Neurochemical research

PubMedID: 23756732

Jin X, Liu P, Yang F, Zhang YH, Miao D. Rosmarinic Acid Ameliorates Depressive-Like Behaviors in a Rat Model of CUS and Up-Regulates BDNF Levels in the Hippocampus and Hippocampal-Derived Astrocytes. Neurochem Res. 2013;38(9):1828-37.

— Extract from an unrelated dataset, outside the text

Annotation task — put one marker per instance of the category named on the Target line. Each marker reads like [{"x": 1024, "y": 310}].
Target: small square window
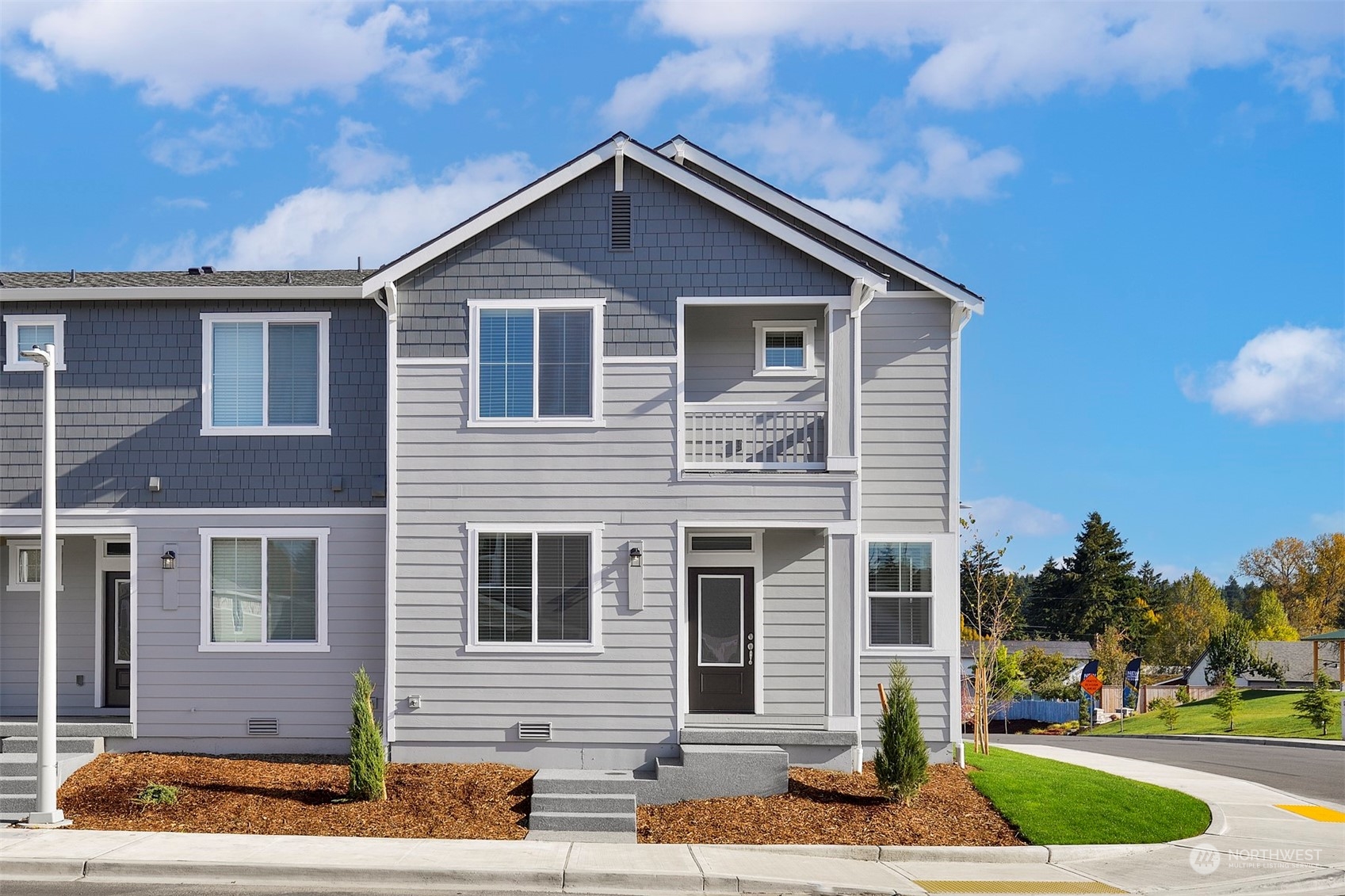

Rosmarinic acid (RA), a primary constituent of a Chinese herbal medicine, has been shown to have some therapeutic effects in an animal model of depression, but its underlying mechanisms are poorly understood. Sprague-Dawley rats were exposed to chronic unpredictable stress (CUS) for 21 days, and received RA for 14 days from the last week of CUS, then the behavioral changes, hippocampal pERK1/2 and BDNF levels were observed. Rats were further treated with U0126 (an ERK1/2 phosphorylation inhibitor) 30 min before RA treatment to assess the effects of RA and ERK1/2 signaling in depressive-like behavior and hippocampal BDNF levels. In addition, brains of newly born Sprague-Dawley rats were used to harvest and expand hippocampal astrocytes. Cells were exposed to different concentrations of RA (sham, 1, 5, 10, 20, and 40 µg/mL) or U0126 (2 µM as a final concentration) + RA (sham, 1, 5, 10, 20, and 40 µg/mL) for 48 h, and the pERK1/2 and BDNF levels were assessed by western and ELISA assays. RA administration (10 mg/kg daily) reversed depressive-like behaviors in rats exposed to a chronic unpredictable stress paradigm and restored pERK1/2 protein expression and hippocampal brain-derived neurotrophic factor (BDNF). Moreover, in vitro experiments revealed that 20 µg/mL RA increased pERK1/2 and BDNF levels in cultured astrocytes. Interestingly, the effects of RA were inhibited by U0126. RA might be a useful treatment for depression and the changes in ERK1/2 signaling and BDNF levels may play a critical role in the pharmacological action of RA.